The Twitter @ComfortablySmug Case: Are Bans on Circulating Lies About a Catastrophe Unconstitutional?

The Wall Street Journal Law Blog reports on this question, and quoting Prof. Fred Schauer (a leading First Amendment scholar), our coblogger Stuart Benjamin, and me. The relevant statute makes it a crime to “knowing the information reported, conveyed or circulated to be false or baseless,” “circulate[] a false report or warning of an alleged occurrence or impending occurrence of a crime, catastrophe or emergency under circumstances in which it is not unlikely that public alarm or inconvenience will result.” For the tweets that might lead to a prosecution of @ComfortablySmug, see here.

As to the War of the Worlds question flagged at the end of the WSJ post, see 47 C.F.R. § 73.1217:

No licensee or permittee of any broadcast station shall broadcast false information concerning a crime or a catastrophe if:

(a) The licensee knows this information is false;

(b) It is forseeable that broadcast of the information will cause substantial public harm, and

(c) Broadcast of the information does in fact directly cause substantial public harm.

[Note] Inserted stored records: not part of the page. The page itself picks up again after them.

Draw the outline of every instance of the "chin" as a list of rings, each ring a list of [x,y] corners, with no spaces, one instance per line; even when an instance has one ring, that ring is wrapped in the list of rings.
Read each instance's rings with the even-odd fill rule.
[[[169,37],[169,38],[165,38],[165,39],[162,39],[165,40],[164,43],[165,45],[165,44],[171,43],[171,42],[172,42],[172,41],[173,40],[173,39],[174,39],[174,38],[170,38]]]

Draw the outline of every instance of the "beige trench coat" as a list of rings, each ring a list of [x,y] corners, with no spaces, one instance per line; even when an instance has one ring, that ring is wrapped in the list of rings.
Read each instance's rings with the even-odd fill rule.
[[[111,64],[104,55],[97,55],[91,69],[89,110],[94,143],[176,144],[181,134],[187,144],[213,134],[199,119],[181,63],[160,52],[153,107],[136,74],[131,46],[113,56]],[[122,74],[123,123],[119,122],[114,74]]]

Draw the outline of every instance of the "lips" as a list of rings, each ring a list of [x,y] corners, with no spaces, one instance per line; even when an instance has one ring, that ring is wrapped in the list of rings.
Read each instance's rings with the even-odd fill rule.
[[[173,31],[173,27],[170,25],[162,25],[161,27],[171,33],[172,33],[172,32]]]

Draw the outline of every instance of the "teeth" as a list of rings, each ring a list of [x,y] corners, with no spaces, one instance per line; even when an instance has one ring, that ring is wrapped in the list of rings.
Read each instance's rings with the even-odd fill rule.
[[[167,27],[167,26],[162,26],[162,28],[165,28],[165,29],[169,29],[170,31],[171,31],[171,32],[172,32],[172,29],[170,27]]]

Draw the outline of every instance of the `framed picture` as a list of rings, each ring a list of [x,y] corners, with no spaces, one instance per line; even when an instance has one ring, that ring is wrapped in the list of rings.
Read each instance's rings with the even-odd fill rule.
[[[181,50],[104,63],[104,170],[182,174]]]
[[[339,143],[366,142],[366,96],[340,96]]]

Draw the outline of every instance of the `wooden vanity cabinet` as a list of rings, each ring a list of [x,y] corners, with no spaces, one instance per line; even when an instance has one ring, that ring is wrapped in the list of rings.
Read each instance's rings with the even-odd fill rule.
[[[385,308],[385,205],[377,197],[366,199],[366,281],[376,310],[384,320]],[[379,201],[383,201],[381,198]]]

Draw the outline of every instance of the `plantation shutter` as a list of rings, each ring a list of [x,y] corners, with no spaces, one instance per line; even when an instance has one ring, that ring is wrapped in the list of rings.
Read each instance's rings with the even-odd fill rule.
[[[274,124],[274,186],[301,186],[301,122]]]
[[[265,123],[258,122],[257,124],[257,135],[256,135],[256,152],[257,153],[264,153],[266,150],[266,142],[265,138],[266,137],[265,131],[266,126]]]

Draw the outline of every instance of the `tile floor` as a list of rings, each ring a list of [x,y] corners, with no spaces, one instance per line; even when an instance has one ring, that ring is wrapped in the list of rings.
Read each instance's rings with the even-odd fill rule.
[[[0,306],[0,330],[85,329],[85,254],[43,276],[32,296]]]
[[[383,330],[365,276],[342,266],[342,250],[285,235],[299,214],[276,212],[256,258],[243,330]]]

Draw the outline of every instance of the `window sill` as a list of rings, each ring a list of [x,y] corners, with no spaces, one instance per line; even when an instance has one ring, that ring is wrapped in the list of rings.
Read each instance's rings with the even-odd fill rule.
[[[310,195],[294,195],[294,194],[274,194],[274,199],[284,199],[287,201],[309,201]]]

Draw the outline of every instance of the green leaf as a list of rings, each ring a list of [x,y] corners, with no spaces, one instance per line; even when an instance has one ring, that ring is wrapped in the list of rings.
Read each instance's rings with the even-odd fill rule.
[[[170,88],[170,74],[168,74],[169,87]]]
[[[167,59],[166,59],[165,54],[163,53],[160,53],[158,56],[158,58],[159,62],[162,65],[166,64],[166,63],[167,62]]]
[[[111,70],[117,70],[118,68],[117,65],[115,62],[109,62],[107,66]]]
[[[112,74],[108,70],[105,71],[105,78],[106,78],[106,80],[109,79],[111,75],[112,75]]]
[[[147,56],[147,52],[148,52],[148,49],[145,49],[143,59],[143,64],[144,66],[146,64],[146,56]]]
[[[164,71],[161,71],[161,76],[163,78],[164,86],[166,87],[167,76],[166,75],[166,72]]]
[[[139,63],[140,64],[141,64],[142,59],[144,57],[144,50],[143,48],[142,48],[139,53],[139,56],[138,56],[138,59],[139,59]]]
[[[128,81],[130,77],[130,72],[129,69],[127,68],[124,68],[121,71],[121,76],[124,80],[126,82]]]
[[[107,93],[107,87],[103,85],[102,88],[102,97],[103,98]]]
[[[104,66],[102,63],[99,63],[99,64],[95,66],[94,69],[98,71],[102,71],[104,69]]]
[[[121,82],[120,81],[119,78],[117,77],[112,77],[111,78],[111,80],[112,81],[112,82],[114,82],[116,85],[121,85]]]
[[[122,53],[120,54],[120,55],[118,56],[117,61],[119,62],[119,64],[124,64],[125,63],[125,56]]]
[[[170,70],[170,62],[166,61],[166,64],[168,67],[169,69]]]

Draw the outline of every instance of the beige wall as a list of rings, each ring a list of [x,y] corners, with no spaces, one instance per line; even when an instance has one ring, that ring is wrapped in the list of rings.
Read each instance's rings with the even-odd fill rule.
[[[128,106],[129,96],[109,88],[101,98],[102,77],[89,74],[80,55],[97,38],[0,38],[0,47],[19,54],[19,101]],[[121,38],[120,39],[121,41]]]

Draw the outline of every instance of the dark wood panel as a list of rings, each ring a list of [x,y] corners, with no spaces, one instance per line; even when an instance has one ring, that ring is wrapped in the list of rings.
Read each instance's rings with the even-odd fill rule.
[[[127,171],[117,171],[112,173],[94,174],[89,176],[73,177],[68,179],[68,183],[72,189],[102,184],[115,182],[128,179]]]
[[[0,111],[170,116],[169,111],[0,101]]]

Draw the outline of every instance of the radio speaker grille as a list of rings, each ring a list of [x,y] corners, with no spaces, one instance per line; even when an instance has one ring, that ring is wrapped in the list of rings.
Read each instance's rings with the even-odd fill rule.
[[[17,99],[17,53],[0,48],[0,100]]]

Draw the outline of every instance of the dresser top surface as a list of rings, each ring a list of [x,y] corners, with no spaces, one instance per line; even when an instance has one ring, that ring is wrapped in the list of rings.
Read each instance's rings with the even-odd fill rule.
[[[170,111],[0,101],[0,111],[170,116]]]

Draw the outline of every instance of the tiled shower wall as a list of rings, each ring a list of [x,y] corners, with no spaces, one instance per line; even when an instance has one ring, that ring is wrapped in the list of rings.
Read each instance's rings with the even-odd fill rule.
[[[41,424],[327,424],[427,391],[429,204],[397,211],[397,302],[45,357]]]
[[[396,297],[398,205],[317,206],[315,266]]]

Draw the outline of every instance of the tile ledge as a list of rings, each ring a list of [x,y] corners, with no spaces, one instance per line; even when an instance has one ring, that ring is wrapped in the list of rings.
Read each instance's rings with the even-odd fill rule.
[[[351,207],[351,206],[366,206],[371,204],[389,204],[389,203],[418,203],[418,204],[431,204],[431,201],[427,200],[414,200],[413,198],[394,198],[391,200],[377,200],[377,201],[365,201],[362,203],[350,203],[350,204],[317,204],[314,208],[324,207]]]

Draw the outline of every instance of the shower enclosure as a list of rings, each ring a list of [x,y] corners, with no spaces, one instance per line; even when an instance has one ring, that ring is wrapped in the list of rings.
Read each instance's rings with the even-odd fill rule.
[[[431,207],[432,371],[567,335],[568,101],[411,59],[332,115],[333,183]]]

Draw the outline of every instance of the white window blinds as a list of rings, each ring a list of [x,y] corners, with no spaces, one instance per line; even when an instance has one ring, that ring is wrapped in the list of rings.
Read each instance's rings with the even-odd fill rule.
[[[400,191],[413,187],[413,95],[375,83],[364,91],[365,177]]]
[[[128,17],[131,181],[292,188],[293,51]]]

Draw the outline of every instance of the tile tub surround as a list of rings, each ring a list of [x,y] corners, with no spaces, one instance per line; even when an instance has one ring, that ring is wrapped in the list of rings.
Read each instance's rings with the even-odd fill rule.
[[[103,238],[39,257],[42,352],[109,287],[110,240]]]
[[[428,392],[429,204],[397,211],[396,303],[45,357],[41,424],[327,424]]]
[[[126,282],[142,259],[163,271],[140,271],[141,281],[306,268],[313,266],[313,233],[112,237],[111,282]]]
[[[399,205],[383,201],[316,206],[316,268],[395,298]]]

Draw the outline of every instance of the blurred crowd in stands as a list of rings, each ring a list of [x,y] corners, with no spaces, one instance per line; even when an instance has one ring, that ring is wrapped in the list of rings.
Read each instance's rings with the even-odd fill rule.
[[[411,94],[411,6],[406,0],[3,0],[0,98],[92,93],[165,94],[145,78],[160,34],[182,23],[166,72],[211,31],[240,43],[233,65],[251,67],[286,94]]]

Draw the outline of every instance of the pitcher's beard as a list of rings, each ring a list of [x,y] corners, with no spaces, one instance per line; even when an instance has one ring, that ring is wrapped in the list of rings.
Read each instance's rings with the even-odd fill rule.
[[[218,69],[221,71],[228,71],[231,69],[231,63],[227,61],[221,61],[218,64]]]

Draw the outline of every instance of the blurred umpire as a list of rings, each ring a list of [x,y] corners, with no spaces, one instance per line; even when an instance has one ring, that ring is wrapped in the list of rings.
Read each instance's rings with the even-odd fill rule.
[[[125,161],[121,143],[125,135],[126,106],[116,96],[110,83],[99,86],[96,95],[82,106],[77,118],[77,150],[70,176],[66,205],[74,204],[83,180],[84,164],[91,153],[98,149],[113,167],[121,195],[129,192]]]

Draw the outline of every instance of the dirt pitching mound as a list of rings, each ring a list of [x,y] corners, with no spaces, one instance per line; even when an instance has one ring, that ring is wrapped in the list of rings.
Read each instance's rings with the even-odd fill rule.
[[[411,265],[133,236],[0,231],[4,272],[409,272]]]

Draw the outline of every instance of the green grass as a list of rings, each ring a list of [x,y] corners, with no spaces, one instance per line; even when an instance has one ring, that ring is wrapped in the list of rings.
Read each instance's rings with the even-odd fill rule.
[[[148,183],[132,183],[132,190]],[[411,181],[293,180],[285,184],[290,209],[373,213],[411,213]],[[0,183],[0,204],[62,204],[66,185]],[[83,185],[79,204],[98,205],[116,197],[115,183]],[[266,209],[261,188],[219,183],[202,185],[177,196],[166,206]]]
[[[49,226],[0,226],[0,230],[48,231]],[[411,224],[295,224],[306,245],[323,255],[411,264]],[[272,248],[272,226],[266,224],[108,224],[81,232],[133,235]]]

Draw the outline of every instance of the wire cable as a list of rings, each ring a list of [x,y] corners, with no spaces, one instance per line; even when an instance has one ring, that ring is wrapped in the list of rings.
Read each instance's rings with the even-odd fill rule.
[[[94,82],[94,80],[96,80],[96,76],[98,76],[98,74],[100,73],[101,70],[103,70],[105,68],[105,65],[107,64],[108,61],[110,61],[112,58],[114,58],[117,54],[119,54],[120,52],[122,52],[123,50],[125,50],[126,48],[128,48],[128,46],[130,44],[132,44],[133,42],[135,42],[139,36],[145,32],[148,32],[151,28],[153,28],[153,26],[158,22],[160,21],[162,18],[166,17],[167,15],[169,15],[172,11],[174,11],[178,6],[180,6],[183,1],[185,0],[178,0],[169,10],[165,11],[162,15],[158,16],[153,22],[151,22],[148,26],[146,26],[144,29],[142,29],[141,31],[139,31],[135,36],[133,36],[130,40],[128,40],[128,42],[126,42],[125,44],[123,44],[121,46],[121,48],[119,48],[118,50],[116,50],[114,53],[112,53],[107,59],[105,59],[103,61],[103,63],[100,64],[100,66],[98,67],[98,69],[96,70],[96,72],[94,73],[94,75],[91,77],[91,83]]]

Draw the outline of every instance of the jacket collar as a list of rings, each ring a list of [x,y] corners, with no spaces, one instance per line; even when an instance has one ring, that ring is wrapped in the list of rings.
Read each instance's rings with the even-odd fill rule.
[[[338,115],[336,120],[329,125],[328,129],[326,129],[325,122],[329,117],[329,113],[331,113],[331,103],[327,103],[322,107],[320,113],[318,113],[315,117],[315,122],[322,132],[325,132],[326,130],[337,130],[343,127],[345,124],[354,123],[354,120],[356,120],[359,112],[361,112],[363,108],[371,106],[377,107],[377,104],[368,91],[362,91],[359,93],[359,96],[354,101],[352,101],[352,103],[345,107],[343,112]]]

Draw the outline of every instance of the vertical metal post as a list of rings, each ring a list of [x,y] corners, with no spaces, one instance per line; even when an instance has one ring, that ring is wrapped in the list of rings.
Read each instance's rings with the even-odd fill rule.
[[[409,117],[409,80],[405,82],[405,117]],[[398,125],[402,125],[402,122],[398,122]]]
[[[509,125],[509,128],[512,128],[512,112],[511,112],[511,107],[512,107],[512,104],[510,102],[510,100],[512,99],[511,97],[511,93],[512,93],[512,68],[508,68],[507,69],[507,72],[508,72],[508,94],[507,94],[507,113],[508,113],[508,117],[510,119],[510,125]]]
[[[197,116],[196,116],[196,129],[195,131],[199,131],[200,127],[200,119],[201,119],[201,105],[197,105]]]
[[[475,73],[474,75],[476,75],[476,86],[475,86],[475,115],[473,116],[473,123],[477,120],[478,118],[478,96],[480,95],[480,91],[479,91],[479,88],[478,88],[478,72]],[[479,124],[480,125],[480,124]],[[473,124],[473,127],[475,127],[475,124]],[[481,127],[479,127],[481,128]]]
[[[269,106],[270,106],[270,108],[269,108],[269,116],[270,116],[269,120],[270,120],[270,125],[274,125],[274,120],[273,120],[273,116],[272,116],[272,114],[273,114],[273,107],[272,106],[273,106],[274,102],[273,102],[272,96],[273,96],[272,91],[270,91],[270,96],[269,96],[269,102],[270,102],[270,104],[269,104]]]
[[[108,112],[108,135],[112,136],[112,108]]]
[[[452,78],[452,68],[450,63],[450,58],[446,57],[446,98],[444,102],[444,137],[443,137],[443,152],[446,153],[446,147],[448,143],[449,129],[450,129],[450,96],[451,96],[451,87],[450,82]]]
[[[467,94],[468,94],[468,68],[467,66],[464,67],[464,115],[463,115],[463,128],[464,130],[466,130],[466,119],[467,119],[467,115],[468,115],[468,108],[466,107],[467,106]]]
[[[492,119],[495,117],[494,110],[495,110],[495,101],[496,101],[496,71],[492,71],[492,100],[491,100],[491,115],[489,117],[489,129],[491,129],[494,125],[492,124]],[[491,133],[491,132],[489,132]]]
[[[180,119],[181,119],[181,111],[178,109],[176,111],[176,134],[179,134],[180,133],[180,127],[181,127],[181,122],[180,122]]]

Any programming accompanied by a disclaimer will be presumed not to pose foreseeable harm if the disclaimer clearly characterizes the program as a fiction and is presented in a way that is reasonable under the circumstances.

Note: For purposes of this rule, “public harm” must begin immediately, and cause direct and actual damage to property or to the health or safety of the general public, or diversion of law enforcement or other public health and safety authorities from their duties. The public harm will be deemed foreseeable if the licensee could expect with a significant degree of certainty that public harm would occur. A “crime” is any act or omission that makes the offender subject to criminal punishment by law. A “catastrophe” is a disaster or imminent disaster involving violent or sudden event affecting the public.